少人数私募債は勧誘する投資家を50名未満に限定した社債。社債管理者の設定や有価証券報告書の作成が不要で、発行コストも抑えられるため、資金調達の多角化を目指す企業などにとって新たな手段になりうるという。シーボは2019年1月に設立。私募債発行のファイナンシャル・アドバイザリー業務などを手がけてきた。今回の第三者割当増資も同事業の加速に向けたものと位置付ける。
私募債は縁故債とも呼ばれ、現状では経営者が親族や取引先を勧誘し発行するケースが多いという。シーボではプラットフォームが関係構築のきっかけとなり資金調達につながるという私募債の新たな在り方を掲げる。プラットフォーム上には調達資金の使途に加え、会社情報や財務面などの信用情報も掲載可能にし、透明性を担保。企業と投資家との相性を数値化するなどAIを用いた取り組みも進める。

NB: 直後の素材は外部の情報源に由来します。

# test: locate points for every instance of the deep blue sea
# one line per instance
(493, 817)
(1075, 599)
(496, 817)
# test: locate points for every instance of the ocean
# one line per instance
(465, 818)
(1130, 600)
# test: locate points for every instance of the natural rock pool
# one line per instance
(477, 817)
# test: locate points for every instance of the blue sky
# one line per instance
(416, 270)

出資に際して有安氏はシーボの取り組みを「野心的」と評価。また、AGキャピタルの投資管理部長である羽生広氏は企業の資金調達や投資家のポートフォリオ見直しが社会課題となる中での私募債プラットフォーム構築に期待を寄せた。千葉道場ファンドのジェネラルパートナーである千葉功太郎氏は起業家・メンターによる支援も通じてシーボの成長に貢献していく考えを表明、ドーガン・ベータのパートナーである渡辺麗斗氏は、シーボと刺激を与え合いながら新たな直接金融創出を目指すとコメントした。
シーボの代表取締役である小村和輝氏は昨今の不確実性の高い市場環境において、アセットクラスの分散と資金調達先の多角化などに貢献できるよう、私募の仕組みを活用した社債市場の拡大を目指し、事業に取り組むとしている。